The villagers are all invited to the wedding which was filmed at St Nonna’s Church in the tiny hamlet of Altarnun near Bodmin, known as the ‘cathedral of the moors’. It was a freezing cold day and everyone was wrapped up to stay warm until the cameras rolled. The villagers spring a honeymoon surprise on the newly weds by paying for them to stay ina romantic hunting lodge deep in the forest.
“Martin and Louisa wanted to take a quiet honeymoon later in the year. But here they are being taken on this magical mystery tour by Bert Large chauffeuring them through Bodmin Moor.
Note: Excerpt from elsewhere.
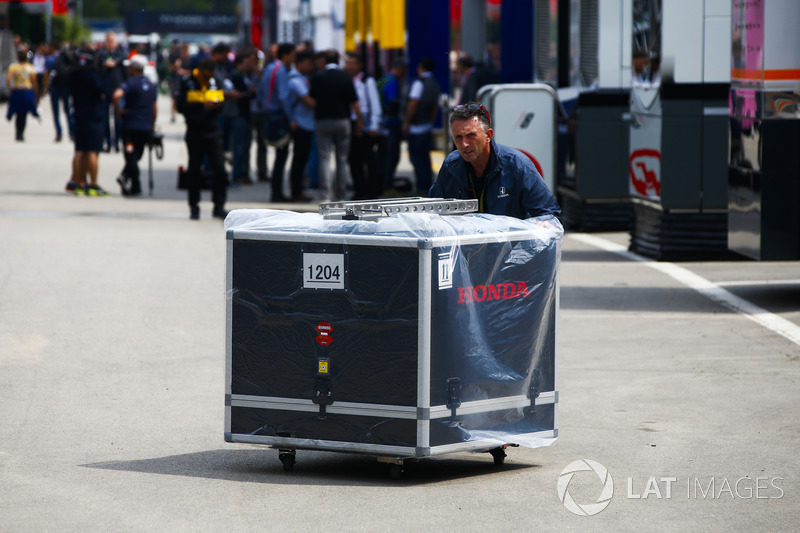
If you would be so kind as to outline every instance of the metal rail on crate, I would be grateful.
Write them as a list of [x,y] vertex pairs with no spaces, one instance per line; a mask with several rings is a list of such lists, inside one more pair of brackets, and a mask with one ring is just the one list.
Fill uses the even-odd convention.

“The idea of being taken on this odyssey is quite romantic. But of course the person taking them is Bert, who is not really the most reliable. It has chaos written all over it, and both Martin and Louisa are very sceptical.”
Their fears are soon realised when they are left alone in the remote lodge, and things start to go horribly wrong.
“I have always loved doing the series because you get this chocolate box backdrop but really what goes on is complicated; a little darker side of the village than you’d imagine it to be. Odd and quirky things happen which are always surprising. You never know when those moments are going to come up, and that is the joy of the series.”
Louisa a faces another dilemma when the nanny she’s hired to look after James when she returns to work as the local school headmistress is driven away by Martin’s rude remarks. Mike Pruddy, a former soldier, with years of experience of looking after his younger siblings steps into become the new nanny. While Martin approves of Mike’s very ordered approach to baby care, Louisa is less than convinced that he’s right for the job.
“Louisa doesn’t really like the idea of Mike having a bond with her baby. I think going back to work when you have had a baby is a hard thing to do. It is a terrible wrench. Anybody spending time with the baby when she can’t, it is going to be difficult for her.
“It is very hard for Louisa to leave James with Mike. She does a very good job, but she finds it painful to be away from her baby, which I think all mums everywhere will relate to.”
With a son, Sonny and daughter Honour, Caroline knows just what it is like for working mums to have to leave their children. But her children have the bonus of being able to visit mum in Cornwall during their school holidays.
“We have been going to Cornwall for nine years. My kids have spent all their summers here. The years in between filming the children have said ‘can we go to Port Isaac?’ They really love it. It has a very special place in our hearts now.
“What’s brilliant about doing a job like this is that you get the best of both worlds, without having the responsibility of having to buy somewhere here in Port Isaac. We love living in London but we also have a camper van to get out of the city. You need to get to the sea at times when you live in London.”